As a general rule, 401(k) plans must satisfy certain non-discrimination requirements to ensure the plan does not discriminate in favor of the plan sponsor’s principals. These non-discrimination requirements can limit, sometimes very significantly, the principals’ 401(k) contributions.
Safe harbor 401(k) plans, however, do not need to satisfy these non-discrimination requirements.

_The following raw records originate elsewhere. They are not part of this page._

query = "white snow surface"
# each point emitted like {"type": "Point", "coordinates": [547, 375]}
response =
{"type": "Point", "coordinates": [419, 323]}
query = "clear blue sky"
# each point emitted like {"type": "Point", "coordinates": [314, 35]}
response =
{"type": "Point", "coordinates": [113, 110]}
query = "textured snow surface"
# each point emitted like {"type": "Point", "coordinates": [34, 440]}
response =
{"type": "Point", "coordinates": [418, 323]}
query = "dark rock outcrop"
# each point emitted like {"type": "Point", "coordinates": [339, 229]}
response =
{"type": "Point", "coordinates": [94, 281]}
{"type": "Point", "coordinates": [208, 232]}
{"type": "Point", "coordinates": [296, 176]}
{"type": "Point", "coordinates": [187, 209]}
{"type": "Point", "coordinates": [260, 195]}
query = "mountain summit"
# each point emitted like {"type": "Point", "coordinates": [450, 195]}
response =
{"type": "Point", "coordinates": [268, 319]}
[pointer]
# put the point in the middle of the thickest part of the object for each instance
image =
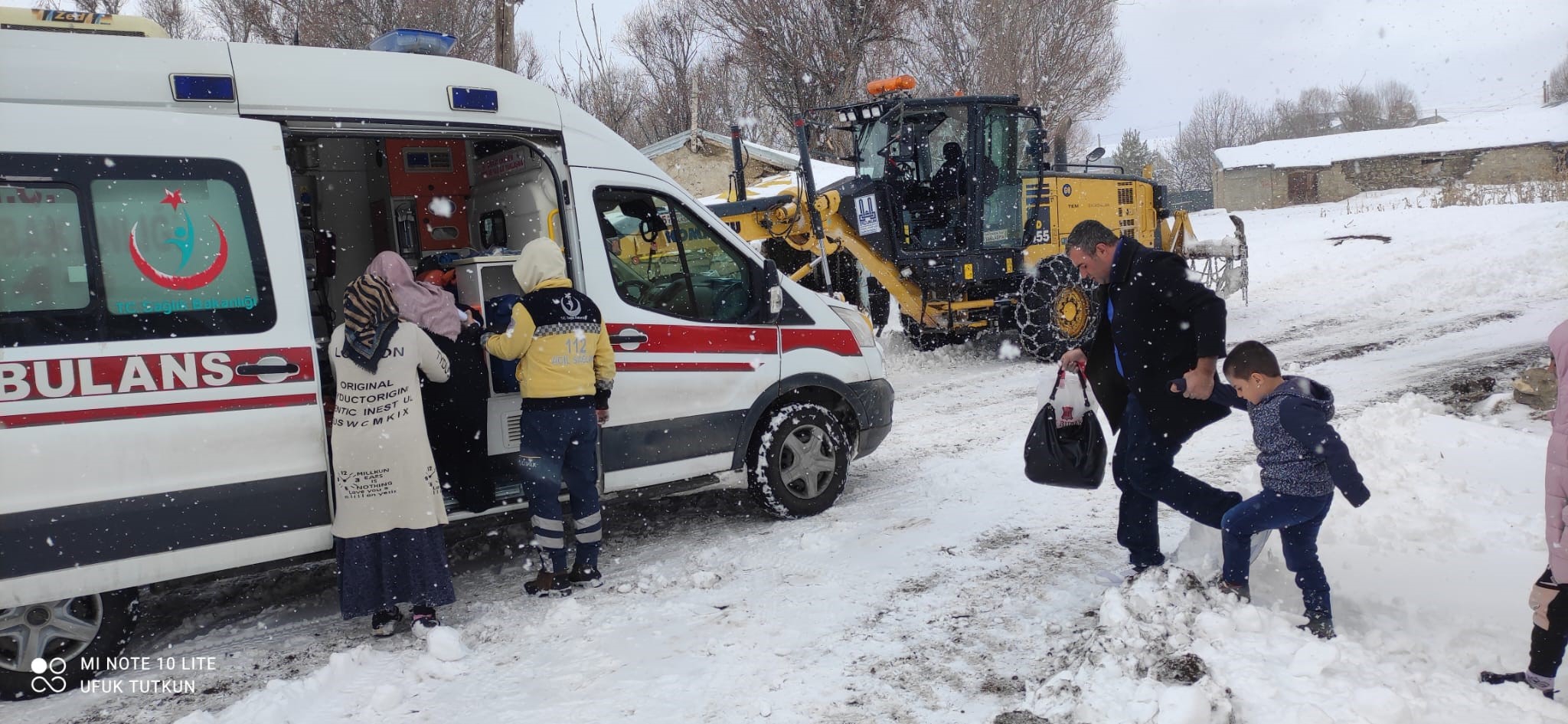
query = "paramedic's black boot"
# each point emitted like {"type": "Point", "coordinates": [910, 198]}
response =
{"type": "Point", "coordinates": [1545, 685]}
{"type": "Point", "coordinates": [547, 586]}
{"type": "Point", "coordinates": [423, 619]}
{"type": "Point", "coordinates": [384, 622]}
{"type": "Point", "coordinates": [589, 578]}
{"type": "Point", "coordinates": [1319, 624]}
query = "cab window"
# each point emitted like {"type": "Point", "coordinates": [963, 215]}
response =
{"type": "Point", "coordinates": [664, 260]}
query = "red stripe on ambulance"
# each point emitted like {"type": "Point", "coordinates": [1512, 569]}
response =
{"type": "Point", "coordinates": [27, 420]}
{"type": "Point", "coordinates": [94, 375]}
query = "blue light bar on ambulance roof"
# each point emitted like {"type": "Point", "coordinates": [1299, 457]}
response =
{"type": "Point", "coordinates": [414, 41]}
{"type": "Point", "coordinates": [203, 88]}
{"type": "Point", "coordinates": [483, 100]}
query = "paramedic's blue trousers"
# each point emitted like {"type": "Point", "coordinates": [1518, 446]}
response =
{"type": "Point", "coordinates": [559, 448]}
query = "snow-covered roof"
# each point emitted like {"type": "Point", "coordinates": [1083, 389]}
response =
{"type": "Point", "coordinates": [1508, 128]}
{"type": "Point", "coordinates": [770, 156]}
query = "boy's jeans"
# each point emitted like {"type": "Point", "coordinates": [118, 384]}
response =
{"type": "Point", "coordinates": [560, 447]}
{"type": "Point", "coordinates": [1297, 517]}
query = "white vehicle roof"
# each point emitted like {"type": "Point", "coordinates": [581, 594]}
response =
{"type": "Point", "coordinates": [297, 82]}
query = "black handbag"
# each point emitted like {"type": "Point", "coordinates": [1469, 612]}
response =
{"type": "Point", "coordinates": [1070, 456]}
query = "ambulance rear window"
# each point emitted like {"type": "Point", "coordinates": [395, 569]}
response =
{"type": "Point", "coordinates": [98, 250]}
{"type": "Point", "coordinates": [43, 261]}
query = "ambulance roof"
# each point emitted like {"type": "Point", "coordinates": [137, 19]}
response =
{"type": "Point", "coordinates": [299, 82]}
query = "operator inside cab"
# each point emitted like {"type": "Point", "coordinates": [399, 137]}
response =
{"type": "Point", "coordinates": [951, 182]}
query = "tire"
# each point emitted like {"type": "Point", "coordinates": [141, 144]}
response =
{"type": "Point", "coordinates": [107, 618]}
{"type": "Point", "coordinates": [924, 338]}
{"type": "Point", "coordinates": [1056, 310]}
{"type": "Point", "coordinates": [799, 460]}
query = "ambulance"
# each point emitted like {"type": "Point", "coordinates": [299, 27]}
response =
{"type": "Point", "coordinates": [178, 224]}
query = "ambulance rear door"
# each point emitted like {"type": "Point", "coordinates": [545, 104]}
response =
{"type": "Point", "coordinates": [158, 402]}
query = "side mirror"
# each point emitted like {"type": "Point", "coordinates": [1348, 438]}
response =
{"type": "Point", "coordinates": [772, 290]}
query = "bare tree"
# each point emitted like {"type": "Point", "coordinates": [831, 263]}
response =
{"type": "Point", "coordinates": [806, 54]}
{"type": "Point", "coordinates": [175, 16]}
{"type": "Point", "coordinates": [1396, 104]}
{"type": "Point", "coordinates": [529, 60]}
{"type": "Point", "coordinates": [596, 84]}
{"type": "Point", "coordinates": [1217, 121]}
{"type": "Point", "coordinates": [664, 38]}
{"type": "Point", "coordinates": [1358, 109]}
{"type": "Point", "coordinates": [1059, 55]}
{"type": "Point", "coordinates": [1556, 90]}
{"type": "Point", "coordinates": [1312, 113]}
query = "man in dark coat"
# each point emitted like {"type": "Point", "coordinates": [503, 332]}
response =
{"type": "Point", "coordinates": [1156, 326]}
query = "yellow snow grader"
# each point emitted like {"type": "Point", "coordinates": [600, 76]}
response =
{"type": "Point", "coordinates": [956, 212]}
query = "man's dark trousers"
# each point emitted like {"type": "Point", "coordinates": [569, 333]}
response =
{"type": "Point", "coordinates": [1145, 470]}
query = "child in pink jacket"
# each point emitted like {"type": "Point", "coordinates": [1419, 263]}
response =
{"type": "Point", "coordinates": [1550, 635]}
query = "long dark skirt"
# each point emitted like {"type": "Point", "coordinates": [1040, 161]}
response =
{"type": "Point", "coordinates": [384, 569]}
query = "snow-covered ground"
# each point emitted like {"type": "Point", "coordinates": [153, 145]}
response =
{"type": "Point", "coordinates": [944, 588]}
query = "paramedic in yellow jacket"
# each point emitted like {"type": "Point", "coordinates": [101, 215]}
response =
{"type": "Point", "coordinates": [565, 368]}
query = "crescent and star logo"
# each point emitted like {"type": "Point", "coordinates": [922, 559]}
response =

Therefore, the principals can contribute as much 401(k) contributions as they want since they are not limited by the otherwise applicable non-discrimination testing.
To satisfy the IRS requirements for a safe harbor 401(k) plan, the plan sponsor must:
- (a) adopt a compliant plan document;
- (b) send annual safe harbor notices to all eligible employees; and
- (c) contribute safe-harbor employer contributions to eligible employees.
There are three options:
- Non-elective contribution (provided to all eligible employees) of at least 3% of pay
- Basic matching contribution (provided only to those employees who contribute part of their salary to the plan), structured as follows:
-100% of the first 3% of pay that is contributed, and
-50% of the next 2% of pay that is contributed
-for a maximum matching contribution of 4% of pay
- Enhanced matching contribution
This safe-harbor contribution must be 100% immediately vested.
Many small employers have difficulty satisfying the IRS non-discrimination requirements applicable to 401(k) plans because rank-and-file employees tend to contribute small amounts of pay to the plan if they contribute anything at all.
Those employers are ideal candidates for safe-harbor 401(k) plans.